UK: Football Finances (The Sport Lawyer)

Last Updated: 31 October 2011
Article by Andrew Nixon

As the transfer window closes, we thought it would be a worthwhile time to provide a headline overview of the finances of the sport.

We have also set out below the key points from this summer's Deloitte Annual Review of Football Finance.

As always when considering football finances, it is important to keep in mind the considerable transformation the sport has undergone since 1992 and the advent of the Premier League. That transformation is reflected not only in the revenue it generates, but also the national and international profile of the sport, and the match day attendance figures. Crucially, the broadcasting revenue has also increased considerably, which has boosted the revenues of clubs, particularly those in the Premier League. Of course, these new revenue streams have led to a huge surge in wages, and that wage growth has been relentless, and looks likely to continue. Operating margins have dropped from 16% to 4% over the lifetime of the Premier League, while collective debt stands at £3.5billon. The wage/revenue ratio is 88% for Championship clubs, which although is a slight improvement from 90% still remains worryingly high.

The oft-repeated desire to reduce the wage ratio remains understandable; however, as The Sport Lawyer commented last summer football, as a sport and economic island, has shown remarkable resilience to the downturn, and that can only be due to the sport's (and in particular the Premier League's) huge popularity, both domestically and abroad. The 'stepped' television deal will continue to inject considerable revenue and match day attendance, and ticket revenue remains consistently strong.

The drop off in the sponsorship market has not stopped some clubs attracting large sponsorship deals, and stadium naming rights deals (one of which is under scrutiny by UEFA). The problem, of course, is that there are many 'have not's' throughout the Football League (and indeed the Premier League) and there is little doubt that football remains propped up by the broadcasting revenues. As a business model, this is unworkable, but then football is not your typical business model.

Perhaps the most revealing statistic is that there is a strong correlation between wage spends and the position clubs finish in the league: with this being the case, the desire for success will continue to outstrip the need to be financially sustainable. For some clubs, particularly those with wealthy benefactors, that does not pose an immediate problem. For others, the scenario can be very different.

The following key points from this summer's Annual Review of Football Finance by Deloitte are of interest and worth noting:


  • The European Football Market grew by 40% to EUR16.3billion, with broadcasting revenue labelled as the biggest revenue driver (up 8% to EUR4billion);
  • The Premier League had the highest revenue in Europe (EUR2.5billion), followed by the Bundesliga (EUR1.7billion);
  • La Liga revenues grew by 8% to just over EUR1.6billion. Interestingly, much of this revenue is down to the collective revenue of two clubs: Real Madrid and Barcelona;
  • The Revenue of Serie A increased by 3%, to EUR1.5 billion, leaving it in 4th place of the 'big four' leagues. Ligue 1 is in distant 5th place (revenue of EUR1.072billion);
  • Only the Premier League and the Bundesliga reported operating profits, with the Bundesliga generating the highest profits (EUR138million), and the Premier League generating EUR101million.

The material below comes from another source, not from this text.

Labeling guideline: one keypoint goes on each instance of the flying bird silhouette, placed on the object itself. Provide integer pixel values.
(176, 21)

It will be interesting to see what the much needed, and much heralded, intervention by UEFA in the form the Financial Fair Play Regulations, will have on these figures over the coming 24 months.

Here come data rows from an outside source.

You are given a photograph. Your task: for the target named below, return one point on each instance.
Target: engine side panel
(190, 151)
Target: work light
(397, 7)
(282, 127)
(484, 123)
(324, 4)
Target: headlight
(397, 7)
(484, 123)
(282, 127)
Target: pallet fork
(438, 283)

  • Total revenues of the 92 league clubs grew by 5% to almost £2.7billion;
  • As stated above, Premier League revenues increased by 2% to exceed £2billion for the first time
  • Premier League broadcasting revenues increased by 7%, to become the first £1billion broadcasting revenue stream in any domestic football league;
  • Premier League clubs' commercial revenues increased by 6%, to £459million.
  • Match day revenues fell by 7%;
  • Championship clubs' revenues increased by 9%, to exceed £400million for the first time;
  • There was a small improvement in Premier League operating profits (to £83million);
  • Premiership losses increased to £445million, which is record low;
  • Championship clubs' operating results also worsened, for the 6th consecutive year to £133million;

Wages and transfers

  • For the second consecutive year, Premier League clubs' total wages outstripped revenue growth;
  • Chelsea expended the most on wages (£174m), followed by Manchester City (£133m) and Manchester United (£132m);
  • Only West Ham and Wigan reported deductions in wage spend;
  • There was a correlation between wage spend and league position;
  • Championship clubs' wages grew by 6% to £357million
  • Total agents fees paid by the Premier League and Football League clubs remained at £80million, representing 13% of the top 92 clubs' gross transfer expenditure.